Tamarack Larch Tree
Tamarack (Larix Americana, Michx.)-A slender, pyramidal tree, 50 to 60 feet high, with feeble horizontal branches, becoming pendulous. Bark thin, broken into reddish scales. Wood heavy, hard, light brown, strong, coarse grained, resinous, durable in wet soil. Buds small, globular, red, shining. Leaves soft, deciduous, fascicled on side spurs, scattered on terminal shoots ; linear, triangular, 1/4 to 1 inch long ; autumn color, yellow. Flowers: monoecious, sessile, borne on short branchlets ; pistillate rosy, ovate, with conspicuous finger-like points on bracts ; staminate yellow, squat. Fruit small cones with concave, plain scales, bearing winged seeds ; annual. Preferred habitat, cold swamps and northern slopes of mountains. Distribution, Newfoundland and Hudson Bay west across the Rocky Mountains ; south into Minnesota, Illinois, Indiana and Pennsylvania. Uses: Posts, telegraph poles, railroad ties and ships' timbers.The tamarack loves the Northern mountain slopes and the cold swamps of Labrador and Canada and our Northern States. It is the bravest of all the conifers, standing erect, a pitiful minia-ture of its true self, on the very edge of the Arctic tundras, a line that no tree dares overstep. Its companions, the black spruce, Balm of Gilead and an Arctic willow, are prostrate at its feet. In American lawns trees 6o feet high are often seen. But compared with the European tree this one is not a horticultural success. The mark of its life struggle with adversity is on the species. Even seedlings coddled in nursery rows have sparse crowns of unsymmetrical growth. In rich soil and among luxuriant oaks and pines and thick-leaved maples the tamarack looks ragged and forlorn. It is homesick for the cold, wet soil and the bleak wind and the valiant company of its kinsmen. It is an artistic and an ethical mistake to set one of these trees by itself. Plantations of it are justifiable.

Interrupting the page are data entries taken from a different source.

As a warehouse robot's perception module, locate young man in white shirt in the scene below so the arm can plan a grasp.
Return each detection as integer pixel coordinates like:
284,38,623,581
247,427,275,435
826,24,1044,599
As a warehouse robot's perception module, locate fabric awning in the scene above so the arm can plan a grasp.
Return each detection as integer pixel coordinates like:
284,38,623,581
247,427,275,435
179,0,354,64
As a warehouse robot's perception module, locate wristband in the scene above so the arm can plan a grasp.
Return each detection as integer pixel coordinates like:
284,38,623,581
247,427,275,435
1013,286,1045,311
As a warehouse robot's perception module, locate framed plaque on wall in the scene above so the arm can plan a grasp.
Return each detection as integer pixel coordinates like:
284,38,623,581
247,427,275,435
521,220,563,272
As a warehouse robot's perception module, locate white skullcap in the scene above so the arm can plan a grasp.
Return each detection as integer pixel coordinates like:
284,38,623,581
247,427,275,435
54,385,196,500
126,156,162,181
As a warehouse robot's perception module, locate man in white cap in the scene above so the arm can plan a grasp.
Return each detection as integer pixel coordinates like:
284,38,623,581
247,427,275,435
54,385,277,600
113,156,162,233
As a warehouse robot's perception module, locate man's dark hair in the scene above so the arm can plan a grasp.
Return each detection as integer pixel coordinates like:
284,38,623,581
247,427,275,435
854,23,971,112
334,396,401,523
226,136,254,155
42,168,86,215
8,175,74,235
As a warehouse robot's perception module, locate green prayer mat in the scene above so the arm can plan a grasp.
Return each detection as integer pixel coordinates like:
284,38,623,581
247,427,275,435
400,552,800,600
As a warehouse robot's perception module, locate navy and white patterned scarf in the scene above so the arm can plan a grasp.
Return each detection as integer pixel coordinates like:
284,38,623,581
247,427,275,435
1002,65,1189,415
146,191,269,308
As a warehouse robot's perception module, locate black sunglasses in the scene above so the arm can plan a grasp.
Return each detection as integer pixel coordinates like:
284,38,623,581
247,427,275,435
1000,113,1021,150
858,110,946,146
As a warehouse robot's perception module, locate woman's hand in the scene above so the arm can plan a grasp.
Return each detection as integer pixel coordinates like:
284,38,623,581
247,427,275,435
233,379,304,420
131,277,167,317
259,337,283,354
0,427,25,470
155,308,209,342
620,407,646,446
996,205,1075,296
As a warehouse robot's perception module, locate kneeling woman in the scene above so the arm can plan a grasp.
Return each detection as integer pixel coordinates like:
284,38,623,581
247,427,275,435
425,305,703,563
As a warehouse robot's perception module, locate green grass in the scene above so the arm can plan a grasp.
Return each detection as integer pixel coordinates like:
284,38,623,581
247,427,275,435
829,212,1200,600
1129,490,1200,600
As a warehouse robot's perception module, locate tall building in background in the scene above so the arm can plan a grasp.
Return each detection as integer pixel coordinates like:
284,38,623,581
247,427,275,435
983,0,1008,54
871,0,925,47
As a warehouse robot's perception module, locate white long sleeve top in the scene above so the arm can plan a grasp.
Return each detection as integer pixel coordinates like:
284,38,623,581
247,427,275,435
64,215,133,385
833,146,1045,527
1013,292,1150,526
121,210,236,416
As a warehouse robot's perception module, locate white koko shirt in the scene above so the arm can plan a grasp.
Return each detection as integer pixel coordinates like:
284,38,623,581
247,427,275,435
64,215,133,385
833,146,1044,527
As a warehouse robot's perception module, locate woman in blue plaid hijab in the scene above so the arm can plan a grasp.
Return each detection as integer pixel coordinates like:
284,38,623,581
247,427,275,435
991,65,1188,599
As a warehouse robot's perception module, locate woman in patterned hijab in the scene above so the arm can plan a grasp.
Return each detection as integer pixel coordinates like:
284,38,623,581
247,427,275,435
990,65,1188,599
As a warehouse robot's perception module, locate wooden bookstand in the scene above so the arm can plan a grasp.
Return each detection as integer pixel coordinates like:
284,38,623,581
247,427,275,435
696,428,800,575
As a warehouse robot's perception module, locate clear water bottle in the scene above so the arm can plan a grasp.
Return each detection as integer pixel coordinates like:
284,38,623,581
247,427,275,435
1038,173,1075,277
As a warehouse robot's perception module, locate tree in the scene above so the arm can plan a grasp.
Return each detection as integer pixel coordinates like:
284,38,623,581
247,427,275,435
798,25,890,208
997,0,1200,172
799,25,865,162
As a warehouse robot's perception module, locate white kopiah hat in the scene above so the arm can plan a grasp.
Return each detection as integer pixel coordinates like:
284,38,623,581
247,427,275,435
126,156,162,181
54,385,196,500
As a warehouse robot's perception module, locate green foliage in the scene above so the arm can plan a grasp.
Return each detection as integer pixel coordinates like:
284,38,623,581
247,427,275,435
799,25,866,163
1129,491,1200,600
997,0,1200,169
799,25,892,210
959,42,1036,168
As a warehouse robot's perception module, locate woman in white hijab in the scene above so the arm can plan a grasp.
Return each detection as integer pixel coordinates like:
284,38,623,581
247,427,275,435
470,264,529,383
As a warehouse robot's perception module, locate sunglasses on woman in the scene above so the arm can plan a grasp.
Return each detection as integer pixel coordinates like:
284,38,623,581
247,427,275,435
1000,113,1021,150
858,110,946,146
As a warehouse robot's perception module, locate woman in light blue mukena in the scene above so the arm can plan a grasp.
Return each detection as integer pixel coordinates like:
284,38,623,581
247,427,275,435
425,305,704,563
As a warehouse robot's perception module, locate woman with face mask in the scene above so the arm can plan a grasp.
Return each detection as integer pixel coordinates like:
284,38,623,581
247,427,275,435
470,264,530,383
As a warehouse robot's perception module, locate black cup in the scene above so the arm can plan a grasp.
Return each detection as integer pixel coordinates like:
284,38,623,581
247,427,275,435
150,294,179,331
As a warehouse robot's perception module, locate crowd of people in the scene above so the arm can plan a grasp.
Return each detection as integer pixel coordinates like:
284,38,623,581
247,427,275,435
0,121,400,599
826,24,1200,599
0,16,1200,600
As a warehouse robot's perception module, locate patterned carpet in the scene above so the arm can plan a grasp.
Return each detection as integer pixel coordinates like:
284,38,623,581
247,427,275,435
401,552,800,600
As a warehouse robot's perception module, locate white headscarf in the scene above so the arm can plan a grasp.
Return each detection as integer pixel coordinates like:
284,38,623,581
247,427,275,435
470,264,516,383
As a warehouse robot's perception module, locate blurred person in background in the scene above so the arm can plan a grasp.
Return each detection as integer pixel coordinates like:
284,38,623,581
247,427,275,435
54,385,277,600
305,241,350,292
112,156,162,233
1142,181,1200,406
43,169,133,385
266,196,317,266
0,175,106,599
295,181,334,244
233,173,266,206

Mountain bogs too deep to measure are covered with tamarack. The fibrous roots were the Indian's thread ; tough and fine as a shoemaker's "waxed end," it sewed the canoe of birch, making a seam that scarcely needed the wax of the balsam to make it water tight. Hiawatha sang :
"Give me of your roots, O Tamarack !
Of your fibrous roots, O Larch Tree !
My canoe to bind together
So to bind the ends together
That the water may not enter
That the water may not wet me."
The flowers of the tamarack are not conspicuous, but they repay the one who looks for them. The yellow staminate clusters, like little powdery knobs, soon fall, but the pistillate ones, conical, with green bracts alternating with rosy scales, are beautiful along the twig against the lettuce green of the opening foliage clusters. Erect and with scales spread, they catch the living pollen ; then close their scales and "hang their heads " throughout the summer. Under the rosy scales the seeds are growing. In autumn they wake up, turn themselves about (which seems quite unnecessary), and sitting quite erect on the twigs, part their brown scales, daring the wind to capture and carry off the winged seeds. There is plenty of time, for the ripe cones remain where they are until the second year.